By Staff Sgt. Eliverto Larios | 10th Special Forces Group (Airborne) Public Affairs Office
Editor’s note: The full names and identifications of those serving in the 10th Special Forces Group (Airborne) are withheld due to safety and security of the Soldiers and their Families.
FORT CARSON, Colo. — A record-setting cold-weather front provided a prime training opportunity for Green Berets from the 10th Special Forces Group (Airborne) to dive through the sheet of ice covering Townsend Reservoir at the Mountain Post.
The Green Berets set out to improve their maritime skills by diving under the ice-covered Reservoir Feb. 18, 2021. The ice diving training was the first of its kind performed by the 10th SFG(A) in more than five years. It allowed the team to familiarize themselves with specialized ice diving gear, and get a better grasp on the required skillset to thrive in an arctic dive.
With frigid temperatures and snow-covered mountains as a backdrop, they laid out their equipment on the shoreline. With one member in a full dive suit and the others acting as safeties, the team went through pre-dive checks, laying in the water to make sure all hoses were connected correctly and there were no leaks in the wet suit.
Once the checks were complete, it was time to dive. Each Green Beret took their turn disappearing under the ice sheet into the dark freezing water while tethered to a safety diver who stood a few feet into the reservoir. The submerged diver would swim out into the reservoir and punch through the ice, giving a thumbs-up to signal that everything was OK. After a few more minutes, each diver emerged from the water and removed their gear with the help of their teammates.
10th SFG(A) is already the home to the Special Operations Advanced Mountaineering School (SOAMS) and the Winter Warfare Detachment experts, but is increasingly focused on how to fight and win in the unforgiving environment north of the Arctic Circle.
The arctic environment necessitates advanced training because it is an inherently deadly atmosphere where even routine mistakes can be fatal, explained a member of the 10th SFG(A). Losing a glove in the desert or the jungle is an inconvenience; in the arctic, it can cost a Soldier their hand and their ability to survive, let alone thrive, in combat.
Diving in that environment adds an even greater level of risk and a requirement for absolute mastery of individual technical skills. With the help of several expert divers, some former Special Operations veterans, the team was able to emulate an environment similar to what they would find in an arctic warfare environment and understand the importance of the training.

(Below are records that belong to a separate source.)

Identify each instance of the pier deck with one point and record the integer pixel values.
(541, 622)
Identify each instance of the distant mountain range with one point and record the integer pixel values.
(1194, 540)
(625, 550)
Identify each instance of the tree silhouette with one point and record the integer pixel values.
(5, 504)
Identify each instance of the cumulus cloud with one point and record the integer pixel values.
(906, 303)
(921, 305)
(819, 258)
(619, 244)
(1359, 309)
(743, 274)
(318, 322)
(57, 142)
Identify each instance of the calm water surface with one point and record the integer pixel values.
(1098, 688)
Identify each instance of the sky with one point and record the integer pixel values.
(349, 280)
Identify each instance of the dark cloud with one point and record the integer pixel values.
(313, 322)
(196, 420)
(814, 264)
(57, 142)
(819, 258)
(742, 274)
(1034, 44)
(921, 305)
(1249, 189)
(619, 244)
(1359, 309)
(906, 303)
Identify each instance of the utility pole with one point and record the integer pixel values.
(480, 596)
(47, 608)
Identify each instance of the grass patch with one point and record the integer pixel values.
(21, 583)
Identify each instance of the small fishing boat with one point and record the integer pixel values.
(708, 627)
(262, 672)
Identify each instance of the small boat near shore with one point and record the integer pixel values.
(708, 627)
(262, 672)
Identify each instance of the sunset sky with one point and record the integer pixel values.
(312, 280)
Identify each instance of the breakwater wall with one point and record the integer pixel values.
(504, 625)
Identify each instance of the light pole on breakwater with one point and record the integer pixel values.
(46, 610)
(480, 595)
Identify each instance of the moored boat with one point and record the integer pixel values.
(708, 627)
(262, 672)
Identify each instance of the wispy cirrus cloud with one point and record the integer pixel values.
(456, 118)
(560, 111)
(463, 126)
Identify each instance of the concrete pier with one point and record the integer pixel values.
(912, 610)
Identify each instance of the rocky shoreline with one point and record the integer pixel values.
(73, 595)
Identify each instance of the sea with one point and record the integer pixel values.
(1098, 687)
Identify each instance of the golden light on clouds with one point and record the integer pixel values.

The focus on arctic warfare is part of a DOD wide effort to train and fight in the far north. The arctic is of strategic interest for its untapped natural resources, shipping lanes and proximity to world powers.
Last month, during an Association of the U.S. Army virtual event, U.S. Army Chief of Staff Gen. James McConville emphasized the importance of having such capabilities in the arctic.
“Optimizing the employment of our forces and being able to demonstrate our capabilities through combined exercises and power projection are critical,” said McConville.
The Army even recently upgraded the design of its Arctic Tab and issued new guidance for its wear — the redesigned tab is worn above the unit patch like the Ranger and Sapper tabs. The Arctic tab is earned by completing either the Cold Weather Leaders Course or the Cold Weather Orientation Course at the Northern Warfare Training Center located in Black Rapids, Alaska.